## What is sales cannibalization?

To explain what this term means and why it is important, let me provide you with a simple example.

Imagine two shops, A and B situated next to each other selling mobile phones. There is a high possibility that there might be some intersection in their portfolios which means that there may be some handsets being sold in both the shops. Given their proximity in distance, the price of the handset in shop A might affect volume sales in shop B. This phenomenon is called as sales cannibalization.

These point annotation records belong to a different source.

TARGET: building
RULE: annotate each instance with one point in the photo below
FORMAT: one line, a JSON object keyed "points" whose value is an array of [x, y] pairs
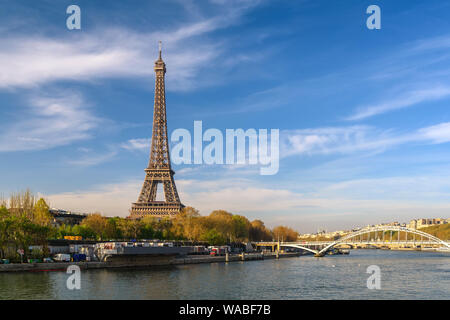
{"points": [[423, 223], [60, 217]]}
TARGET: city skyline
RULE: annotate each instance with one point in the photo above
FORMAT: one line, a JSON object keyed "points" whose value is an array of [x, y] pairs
{"points": [[363, 117]]}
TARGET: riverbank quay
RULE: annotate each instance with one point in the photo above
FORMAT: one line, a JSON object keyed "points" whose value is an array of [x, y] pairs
{"points": [[142, 262]]}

The above example is very simplistic. The dynamics of sales cannibalization are complex and there are many kinds of cannibalization phenomena. Let me try to list a few that come to my mind –

1. Cannibalization by a competing store

2. Cannibalization by a competing product which is similar to the product in consideration

3. Cannibalization by other brands

These forces of cannibalization are at play in every kind of industry and it is necessary to factor them into any driver analysis of sales.

Competitor price is generally taken as a variable representing cannibalization. The co-efficient obtained through OLS regression for any cannibalization variable must be positive. It follows from the logic that your sales volume goes up as the competitor increases price of his goods.

This concept is applicable to any industry where there exists substitute products.

## Forecasting vs Driver Analysis

Forecasting is an analytical exercise conducted to predict future outlook for any variable of interest. The variable can be sales, units, margins, market share etc. Forecasting is done for a future period based on historical data available with the analyst.

Driver Analysis is mainly done to identify causality. The variables for which a driver analysis is done is similar to the ones which can be forecasted.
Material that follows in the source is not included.